There are currently vast areas of Europe - mainly rural areas, where investment is less profitable - without a fast and reliable internet connection.
I fear, however, that the internet is not at all like water for the new European commission, who instead see its importance as linked exclusively to the digital single market and to its development.
This became abundantly clear during the European parliament hearing of the new commissioner for digital economy and society Günther Oettinger.
Oettinger actually declared he was in favour of ideas and concepts that I believe represent a danger to users, such as the creation of European telecommunications giants. This would run the risk of the EU following an American model, where a very small number of giants have seen off all competition on the fixed network and currently constitute a de facto oligopoly.
In a scenario without competition, the opportunity for choice is taken away from the consumer and companies care little about putting in the investment required to bridge the digital divide.
The way to ensure everyone has a fast and reliable internet connection, however, is not necessarily by getting the telecommunications companies’ investments, which have so far been scarce and ineffective in the broadband sector.

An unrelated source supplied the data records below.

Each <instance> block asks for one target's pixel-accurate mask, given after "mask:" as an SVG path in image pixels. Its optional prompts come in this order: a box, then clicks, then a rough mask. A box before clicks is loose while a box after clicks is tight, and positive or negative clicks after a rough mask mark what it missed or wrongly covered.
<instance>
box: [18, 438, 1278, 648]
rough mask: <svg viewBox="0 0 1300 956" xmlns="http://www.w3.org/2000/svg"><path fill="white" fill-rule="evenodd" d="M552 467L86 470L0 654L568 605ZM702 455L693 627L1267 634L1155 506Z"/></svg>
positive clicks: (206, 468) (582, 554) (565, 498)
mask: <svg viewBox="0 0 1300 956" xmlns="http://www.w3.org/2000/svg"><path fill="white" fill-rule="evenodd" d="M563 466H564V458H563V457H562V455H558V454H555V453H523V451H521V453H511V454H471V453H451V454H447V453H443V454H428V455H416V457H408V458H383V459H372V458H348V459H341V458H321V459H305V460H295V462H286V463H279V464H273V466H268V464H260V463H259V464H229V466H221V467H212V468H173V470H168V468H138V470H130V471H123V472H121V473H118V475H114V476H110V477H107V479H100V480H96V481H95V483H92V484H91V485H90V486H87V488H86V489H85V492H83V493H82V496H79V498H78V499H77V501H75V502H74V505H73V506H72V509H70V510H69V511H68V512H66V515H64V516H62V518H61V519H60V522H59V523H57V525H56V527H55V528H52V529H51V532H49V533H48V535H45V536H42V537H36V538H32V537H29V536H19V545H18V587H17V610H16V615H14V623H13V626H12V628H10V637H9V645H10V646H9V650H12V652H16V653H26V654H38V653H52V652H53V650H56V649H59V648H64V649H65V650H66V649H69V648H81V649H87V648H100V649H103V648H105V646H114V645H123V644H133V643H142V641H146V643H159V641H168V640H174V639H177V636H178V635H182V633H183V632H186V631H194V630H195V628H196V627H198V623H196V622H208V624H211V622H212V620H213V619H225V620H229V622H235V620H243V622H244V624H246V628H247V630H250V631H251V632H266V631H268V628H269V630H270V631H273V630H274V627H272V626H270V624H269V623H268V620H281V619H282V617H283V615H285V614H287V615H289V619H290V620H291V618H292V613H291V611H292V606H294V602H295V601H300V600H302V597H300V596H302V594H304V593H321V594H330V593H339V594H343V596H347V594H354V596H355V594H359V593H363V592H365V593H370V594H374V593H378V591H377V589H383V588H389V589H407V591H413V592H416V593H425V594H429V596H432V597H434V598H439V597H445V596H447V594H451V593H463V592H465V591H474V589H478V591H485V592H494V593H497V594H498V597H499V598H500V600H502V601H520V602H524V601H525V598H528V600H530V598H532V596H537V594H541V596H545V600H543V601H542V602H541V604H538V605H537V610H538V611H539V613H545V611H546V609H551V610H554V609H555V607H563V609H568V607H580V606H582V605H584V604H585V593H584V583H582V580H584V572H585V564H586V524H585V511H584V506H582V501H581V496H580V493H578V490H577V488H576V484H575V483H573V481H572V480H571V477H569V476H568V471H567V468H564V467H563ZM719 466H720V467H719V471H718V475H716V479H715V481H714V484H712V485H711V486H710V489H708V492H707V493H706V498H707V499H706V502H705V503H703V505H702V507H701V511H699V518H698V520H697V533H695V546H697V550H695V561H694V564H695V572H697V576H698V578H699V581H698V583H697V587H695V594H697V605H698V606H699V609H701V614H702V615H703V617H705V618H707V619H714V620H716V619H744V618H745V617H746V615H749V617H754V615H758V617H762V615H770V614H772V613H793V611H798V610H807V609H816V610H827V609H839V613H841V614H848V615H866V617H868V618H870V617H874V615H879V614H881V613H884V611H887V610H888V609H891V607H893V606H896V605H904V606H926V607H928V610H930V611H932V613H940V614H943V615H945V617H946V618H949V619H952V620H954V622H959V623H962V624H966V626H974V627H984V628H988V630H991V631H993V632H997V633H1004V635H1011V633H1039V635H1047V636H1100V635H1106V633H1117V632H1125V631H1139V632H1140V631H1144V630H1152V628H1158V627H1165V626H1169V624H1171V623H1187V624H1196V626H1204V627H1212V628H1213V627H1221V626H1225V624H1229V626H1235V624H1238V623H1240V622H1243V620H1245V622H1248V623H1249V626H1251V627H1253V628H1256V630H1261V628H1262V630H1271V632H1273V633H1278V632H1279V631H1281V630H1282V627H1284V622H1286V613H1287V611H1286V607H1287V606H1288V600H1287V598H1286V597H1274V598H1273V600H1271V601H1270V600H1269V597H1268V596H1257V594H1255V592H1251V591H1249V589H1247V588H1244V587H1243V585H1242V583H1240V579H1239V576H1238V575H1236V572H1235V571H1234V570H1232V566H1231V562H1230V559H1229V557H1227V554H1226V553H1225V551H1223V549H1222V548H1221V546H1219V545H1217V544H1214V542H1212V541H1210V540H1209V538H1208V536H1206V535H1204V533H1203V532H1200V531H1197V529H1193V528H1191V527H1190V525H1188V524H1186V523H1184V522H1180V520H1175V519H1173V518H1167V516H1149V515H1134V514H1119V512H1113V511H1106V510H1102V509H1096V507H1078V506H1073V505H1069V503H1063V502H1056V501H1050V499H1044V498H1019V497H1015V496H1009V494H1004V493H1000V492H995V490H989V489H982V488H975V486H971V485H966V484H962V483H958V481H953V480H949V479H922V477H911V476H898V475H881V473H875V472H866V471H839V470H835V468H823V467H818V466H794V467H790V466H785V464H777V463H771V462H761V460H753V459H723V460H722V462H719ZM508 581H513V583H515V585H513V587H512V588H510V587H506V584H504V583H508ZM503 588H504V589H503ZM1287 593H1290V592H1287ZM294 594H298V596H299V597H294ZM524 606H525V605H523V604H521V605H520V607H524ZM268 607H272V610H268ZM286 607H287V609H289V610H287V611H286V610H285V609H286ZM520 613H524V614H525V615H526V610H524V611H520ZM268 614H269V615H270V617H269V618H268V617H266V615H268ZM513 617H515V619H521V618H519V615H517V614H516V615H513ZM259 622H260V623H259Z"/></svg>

Instead, the EU should encourage bottom-up investment models that respond to the needs of users, rather than the needs of the market. I am convinced that the EU could achieve excellent results by encouraging the proliferation of mesh networks which in some cases have already been created on the initiative of citizens coming together.
A minimal individual ‘investment’ is required - less than the cost of purchasing a normal internet subscription - to yield exceptional results.
In Italy, for example, using mesh networks you can browse, surf, download or upload on the internet at 20-30 megabits per second, a speed no normal service providers will give you, even when uploading.
Mesh networks are seen as ‘shrubs’ that have sprung up on the 'logs' comprising the internet’s backbone. They are created on the initiative of non-profit cooperatives formed by citizens. A cooperative purchases web access at wholesale prices, and each member, using a small repeater located on the roof of their home, then bounces the signal back out to locations that are usually too far apart to be reached directly.
This is a highly efficient, basic, low-cost solution with the advantage that it focuses on the local community and cooperation between individuals, and marginalises the motivation for market advantage and profit.
Mesh networks are not currently supported either publicly or privately in any particular way, yet they would be fully entitled to receive support from the EU should the digital agenda grant the internet the status it deserves - the same as that of water, of being a common good.